Отказываться и в самом деле было глупо, раз пришёл, тем более, что дело было вовсе не в блинах. Сколько-то их он в любом случае осилит... Платон поднялся следом за Мартой на третий этаж, дождался, пока она откроет дверь, и шагнул вслед за ней в полумрак коммунальной прихожей. Внутри было тихо и прохладно после уличной духоты. Марта вмиг сбросила свои босоножки, метнулась к двери своей комнаты, выпустила Гиту, махнула ему рукой: "Проходи на кухню" и тут же скрылась в ванной. Крохотная собачка выкатилась по полосатому половику прямо ему под ноги, обнюхала обувь, смешно попятилась и плюхнулась на пятую точку. Воззрилась на него снизу вверх явно вопросительно. Где, мол, Цезарь?
— Извини, канарейка, — развёл он руками, — приятеля твоего я дома забыл. Сам не пойму, как это получилось.

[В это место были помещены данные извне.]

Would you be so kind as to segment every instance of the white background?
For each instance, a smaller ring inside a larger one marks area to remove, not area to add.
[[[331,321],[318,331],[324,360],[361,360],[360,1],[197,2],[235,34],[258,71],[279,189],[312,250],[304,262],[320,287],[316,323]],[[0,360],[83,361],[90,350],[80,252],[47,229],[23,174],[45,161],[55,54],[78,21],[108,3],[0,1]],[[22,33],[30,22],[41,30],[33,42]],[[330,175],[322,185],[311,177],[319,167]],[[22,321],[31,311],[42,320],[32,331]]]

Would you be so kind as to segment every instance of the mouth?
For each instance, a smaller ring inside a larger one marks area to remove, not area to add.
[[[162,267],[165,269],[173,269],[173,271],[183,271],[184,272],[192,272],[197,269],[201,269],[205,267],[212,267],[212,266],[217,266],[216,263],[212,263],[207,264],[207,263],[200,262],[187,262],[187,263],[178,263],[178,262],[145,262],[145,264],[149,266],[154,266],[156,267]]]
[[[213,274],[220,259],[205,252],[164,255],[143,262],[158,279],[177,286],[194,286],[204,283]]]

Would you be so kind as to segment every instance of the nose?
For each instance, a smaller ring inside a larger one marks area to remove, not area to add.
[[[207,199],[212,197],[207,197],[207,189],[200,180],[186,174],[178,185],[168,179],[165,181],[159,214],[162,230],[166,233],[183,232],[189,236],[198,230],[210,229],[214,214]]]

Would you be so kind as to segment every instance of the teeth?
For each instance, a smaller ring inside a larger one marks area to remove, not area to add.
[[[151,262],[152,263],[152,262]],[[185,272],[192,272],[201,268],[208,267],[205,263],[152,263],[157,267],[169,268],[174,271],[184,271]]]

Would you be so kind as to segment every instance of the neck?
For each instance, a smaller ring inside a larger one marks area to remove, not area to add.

Гита негромко, но возмущённо гавкнула и потрусила на кухню — без Цезаря он был собачке не слишком интересен, а из кухни вкусно пахло. Дверь ванной хлопнула, как раз когда Платон присел развязать шнурки. Марта прошла мимо босиком, задев его плечо подолом сарафана, ещё и по волосам его погладила слегка, хулиганка. Настроение с нею рядом улучшилось просто невероятно быстро. Он извлёк из-под вешалки растоптанные тапочки подходящего размера, которые уже несколько месяцев стояли здесь специально для него, и последовал за хозяюшкой.
Платон после отпуска ещё не был у Марты в гостях, хотя с собаками и без они гуляли почти каждый день. В кухне, понятное дело, мало что изменилось, только кто-то красиво разместил над дверью привезённую большую связку красного крымского лука. Со связки взгляд переместился на потолок и Платон поморщился:
— Ремонт делать надо. Когда белили-то в последний раз?
— Не помню, — отозвалась Марта. — Лет пять назад, кажется, когда соседи сверху нас залили.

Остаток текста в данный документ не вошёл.